Odyssey Diner, a fixture in Eastchester for 50 several years but dormant considering the fact that the commencing of the Covid-19 pandemic, has submitted for Chapter 11 bankruptcy safety is holding out the chance of reopening.
But Odyssey’s landlord opposes those programs, alleging that the proprietor has gutted the setting up and sold belongings with no accounting for the money.
Estiatorio Ent. Ltd., the company that operates the diner, petitioned U.S. Personal bankruptcy Courtroom in White Plains on Nov. 30, declaring $3,000,348 in property and $417,092 in liabilities.
Estiatorio’s operator, Konstantinos Doukas, says in an affidavit that his spouse and children has served healthful relatives-design food stuff for 50 yrs at 465 White Plains Highway, Eastchester.
“For the most portion,” the diner operated at a financial gain and paid its obligations, he states, but in March 2020 he shut it down due to the fact of government restrictions enacted in reaction to the Covid-19 pandemic.
He planned to reopen speedily but several circumstances designed that aim unfeasible.
Doukas has applied for a Restaurant Revitalization Fund grant that he would use to reopen the diner. Alternatively, he says, he would promote the setting up and reopen at another place.
Whilst Doukas’ organization owns the making, it does not possess the land, rather renting from Stacey Realty Associates, New Rochelle.
But Philip DeRaffele of Stacey Realty, says the creating instantly transferred to the landlord when Doukas defaulted on lease payments.
He claims in an affidavit that Odyssey Diner owes Stacey $418,082: which includes $286,000 in lease and $132,082 in actual estate taxes. Under the conditions of the lease, Doukas experienced to surrender title to the constructing if he failed to remedy a default, but has refused to do so.
What’s far more, in accordance to the landlord, Stacey is by significantly the greatest creditor but personal bankruptcy schedules record the credit card debt as disputed and the total as mysterious.
The biggest credit card debt listed is $250,000 to Doukas for advances that he built to the enterprise.
Even if Doukas however had a genuine title to the constructing, DeRaffele claims, the making is not well worth the $3 million that is claimed in individual bankruptcy schedules.
In months of closing the diner the setting up was gutted, in accordance to DeRaffele.
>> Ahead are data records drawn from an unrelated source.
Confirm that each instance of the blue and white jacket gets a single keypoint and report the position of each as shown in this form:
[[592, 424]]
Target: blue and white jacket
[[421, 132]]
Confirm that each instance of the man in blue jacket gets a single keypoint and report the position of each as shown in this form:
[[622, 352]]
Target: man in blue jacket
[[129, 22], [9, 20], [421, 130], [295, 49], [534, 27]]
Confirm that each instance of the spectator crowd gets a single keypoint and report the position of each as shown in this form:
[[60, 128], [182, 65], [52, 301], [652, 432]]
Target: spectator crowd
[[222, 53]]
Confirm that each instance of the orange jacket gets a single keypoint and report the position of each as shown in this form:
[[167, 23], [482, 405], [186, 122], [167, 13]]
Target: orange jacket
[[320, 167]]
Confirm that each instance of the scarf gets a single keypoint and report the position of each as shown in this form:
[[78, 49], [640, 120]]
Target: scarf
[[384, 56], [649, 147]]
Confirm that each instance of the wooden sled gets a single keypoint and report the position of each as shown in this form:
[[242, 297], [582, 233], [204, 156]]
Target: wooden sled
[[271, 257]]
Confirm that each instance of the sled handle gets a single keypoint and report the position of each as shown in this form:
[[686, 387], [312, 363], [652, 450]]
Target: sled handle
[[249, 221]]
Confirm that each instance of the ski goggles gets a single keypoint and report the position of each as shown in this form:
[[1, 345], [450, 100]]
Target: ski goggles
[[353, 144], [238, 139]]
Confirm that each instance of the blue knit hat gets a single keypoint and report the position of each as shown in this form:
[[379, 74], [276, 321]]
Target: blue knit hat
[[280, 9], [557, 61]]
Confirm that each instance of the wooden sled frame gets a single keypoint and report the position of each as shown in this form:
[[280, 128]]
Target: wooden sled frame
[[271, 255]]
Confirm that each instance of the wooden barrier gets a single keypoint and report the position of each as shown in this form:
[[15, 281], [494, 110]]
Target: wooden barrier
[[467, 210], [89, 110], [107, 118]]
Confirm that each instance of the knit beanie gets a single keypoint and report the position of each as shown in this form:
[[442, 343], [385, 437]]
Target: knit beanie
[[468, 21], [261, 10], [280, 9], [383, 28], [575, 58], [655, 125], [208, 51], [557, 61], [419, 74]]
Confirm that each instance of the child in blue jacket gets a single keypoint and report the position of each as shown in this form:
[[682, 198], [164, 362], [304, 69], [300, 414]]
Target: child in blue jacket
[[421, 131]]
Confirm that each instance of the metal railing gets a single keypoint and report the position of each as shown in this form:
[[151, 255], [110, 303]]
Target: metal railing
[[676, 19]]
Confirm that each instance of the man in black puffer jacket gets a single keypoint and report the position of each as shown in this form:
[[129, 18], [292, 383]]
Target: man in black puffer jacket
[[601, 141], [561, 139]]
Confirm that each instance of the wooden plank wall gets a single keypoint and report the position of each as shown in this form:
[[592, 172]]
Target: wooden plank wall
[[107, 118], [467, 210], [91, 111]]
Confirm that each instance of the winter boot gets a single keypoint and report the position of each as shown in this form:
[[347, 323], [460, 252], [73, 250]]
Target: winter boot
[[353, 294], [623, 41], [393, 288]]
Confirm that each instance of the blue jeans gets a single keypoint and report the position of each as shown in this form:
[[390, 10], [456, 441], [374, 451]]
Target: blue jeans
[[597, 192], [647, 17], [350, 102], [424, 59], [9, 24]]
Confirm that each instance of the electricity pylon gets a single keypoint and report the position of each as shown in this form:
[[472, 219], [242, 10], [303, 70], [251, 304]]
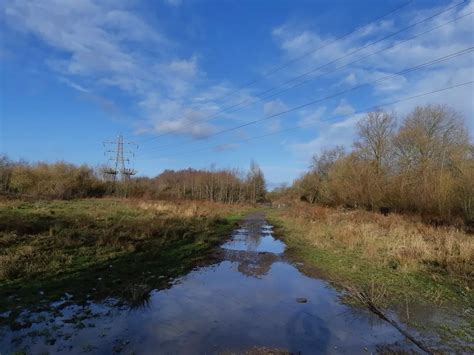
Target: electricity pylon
[[119, 168]]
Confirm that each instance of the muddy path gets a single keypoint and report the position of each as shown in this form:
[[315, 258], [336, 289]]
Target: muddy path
[[251, 297]]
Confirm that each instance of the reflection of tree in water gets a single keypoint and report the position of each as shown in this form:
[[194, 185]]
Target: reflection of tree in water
[[252, 263]]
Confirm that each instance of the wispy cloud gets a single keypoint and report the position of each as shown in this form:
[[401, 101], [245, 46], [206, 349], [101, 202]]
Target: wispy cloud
[[101, 44], [296, 39]]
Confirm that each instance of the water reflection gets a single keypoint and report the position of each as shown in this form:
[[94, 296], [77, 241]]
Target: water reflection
[[248, 299]]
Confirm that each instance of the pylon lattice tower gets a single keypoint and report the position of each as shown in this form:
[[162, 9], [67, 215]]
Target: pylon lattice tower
[[118, 168]]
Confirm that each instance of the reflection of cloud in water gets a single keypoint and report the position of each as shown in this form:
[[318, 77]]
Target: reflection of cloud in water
[[220, 307]]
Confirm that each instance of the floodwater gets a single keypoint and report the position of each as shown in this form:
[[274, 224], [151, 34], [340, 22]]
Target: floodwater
[[254, 297]]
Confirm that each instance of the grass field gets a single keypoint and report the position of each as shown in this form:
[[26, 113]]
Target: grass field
[[410, 264], [94, 249]]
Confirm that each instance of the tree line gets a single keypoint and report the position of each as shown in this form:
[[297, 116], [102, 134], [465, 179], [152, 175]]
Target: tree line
[[67, 181], [425, 166]]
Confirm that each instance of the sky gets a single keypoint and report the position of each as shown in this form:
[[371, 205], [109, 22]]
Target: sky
[[186, 80]]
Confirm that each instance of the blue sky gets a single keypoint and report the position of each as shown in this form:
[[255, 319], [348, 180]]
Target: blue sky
[[165, 73]]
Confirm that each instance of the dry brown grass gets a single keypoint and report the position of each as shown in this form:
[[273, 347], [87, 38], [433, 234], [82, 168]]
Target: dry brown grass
[[402, 242]]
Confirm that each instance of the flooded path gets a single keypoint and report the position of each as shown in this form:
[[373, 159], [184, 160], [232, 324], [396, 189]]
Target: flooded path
[[253, 297]]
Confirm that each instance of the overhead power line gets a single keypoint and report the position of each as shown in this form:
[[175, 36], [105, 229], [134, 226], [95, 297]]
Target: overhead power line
[[299, 58], [367, 83], [298, 77], [365, 110]]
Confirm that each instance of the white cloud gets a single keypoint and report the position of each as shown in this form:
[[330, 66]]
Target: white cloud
[[274, 107], [344, 108], [330, 134], [296, 39], [312, 117], [100, 43], [227, 146]]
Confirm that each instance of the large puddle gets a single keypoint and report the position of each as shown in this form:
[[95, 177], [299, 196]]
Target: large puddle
[[253, 297]]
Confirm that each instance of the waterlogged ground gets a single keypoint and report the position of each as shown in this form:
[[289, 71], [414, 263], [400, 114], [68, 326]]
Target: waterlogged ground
[[252, 297]]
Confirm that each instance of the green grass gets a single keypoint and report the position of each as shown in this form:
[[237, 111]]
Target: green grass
[[94, 249], [344, 266]]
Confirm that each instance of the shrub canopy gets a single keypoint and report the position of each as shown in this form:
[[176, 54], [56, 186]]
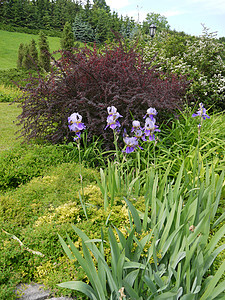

All furnishings and equipment, even HVAC methods, ceiling tiles “and seemingly any other house that could conceivably be taken out,” have been removed and marketed.
No portion of the proceeds have been paid out to the landlord, DeRaffele promises, and have been “presumably retained” by the company.
He statements that the Chapter 11 reorganization petition was filed in poor faith and he is asking the court to transform the scenario to Chapter 7 liquidation, on the grounds of gross mismanagement and in the greatest passions of collectors.
Doukas argues in his affidavit that allowing for Stacey to “seize possession” of the constructing will let the landlord to “receive a windfall at the cost of the debtor and its creditors.”
The Odyssey is represented by White Plains attorney Anne J. Penachio. Stacey is represented by Manhattan lawyers Douglas J. Choose and Eric C. Zabicki.